Macrocells are the original, wide area high power basestations which cover areas up to about 20 miles radius (more in specific situation). In urban areas, a separate layer of microcells is installed to provide the capacity and in-building penetration needed, taking the load off the macrocellular network. For office buildings and shopping malls with extremely high demand, even smaller cellsites are used. All three types of cell operate in a very similar way, and are actively managed and configured by the mobile network operator. Each cell is configured with neighbour lists, so that mobile phones can switch over to an appropriate nearby cell and continue their conversation without interruption.
Picocells are normally installed and maintained directly by the network operator, who would pay for site rental, power and fixed network connections back their switching centre.
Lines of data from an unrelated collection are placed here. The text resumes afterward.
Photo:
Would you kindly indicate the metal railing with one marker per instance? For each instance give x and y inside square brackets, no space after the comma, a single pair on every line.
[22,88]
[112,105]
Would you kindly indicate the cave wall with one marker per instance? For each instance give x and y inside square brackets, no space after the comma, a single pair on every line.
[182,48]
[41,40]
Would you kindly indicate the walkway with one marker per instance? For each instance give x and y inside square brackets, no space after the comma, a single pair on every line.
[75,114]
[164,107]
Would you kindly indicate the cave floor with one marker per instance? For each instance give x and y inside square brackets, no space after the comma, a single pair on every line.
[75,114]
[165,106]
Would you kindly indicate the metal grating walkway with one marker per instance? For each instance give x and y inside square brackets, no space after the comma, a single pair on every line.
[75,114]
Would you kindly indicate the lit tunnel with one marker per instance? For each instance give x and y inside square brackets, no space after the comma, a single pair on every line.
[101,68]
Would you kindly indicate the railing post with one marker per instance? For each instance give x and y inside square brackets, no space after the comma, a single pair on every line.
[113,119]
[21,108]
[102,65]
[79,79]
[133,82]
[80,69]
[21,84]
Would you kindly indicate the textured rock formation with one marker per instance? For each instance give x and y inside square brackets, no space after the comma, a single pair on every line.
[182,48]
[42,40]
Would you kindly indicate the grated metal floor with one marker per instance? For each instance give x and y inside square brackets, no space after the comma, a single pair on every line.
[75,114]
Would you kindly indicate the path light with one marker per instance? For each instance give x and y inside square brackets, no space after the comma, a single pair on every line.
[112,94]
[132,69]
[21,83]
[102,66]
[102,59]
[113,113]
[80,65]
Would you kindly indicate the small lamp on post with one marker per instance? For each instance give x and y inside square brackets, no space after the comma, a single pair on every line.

Femtocells differ from picocells because they are intended to be much more autonomous. They are self-installed by the end user in their home or office, primarily for their own benefit. Femtocells automatically determine which frequency and power levels to operate at, rather than being directed from a centrally determined master plan. This allows the network to adapt automatically as new femtocells are added or moved without the need for a complete frequency replan.
The disadvantage is that femtocells would not normally broadcast a list of nearby neighbouring cells. Mobile phones would thus maintain the connection on the femtocell as much as possible, but risk dropping the call or having an short outage if the call needs to be switched across to an external macro or microcell.
Femtocell vendors have been promoting the use of their products within the enterprise, in order to displace picocells. Their arguments are based on lower operational costs (ease of installation, ongoing maintenance etc.). The business case for femtocells in the enterprise is potentially stronger than for picocells, because of the lower installation and ongoing operational costs. It would piggyback on the existing IP network infrastructure provided by the business IT department, who could use mechanisms to prioritise the traffic above mainstream data traffic to ensure high voice quality. Corporations would expect to benefit from lower cost calls within their enterprise locations in return for installing and maintaining these systems, which would also be offset by not requiring fixed phones at the desk.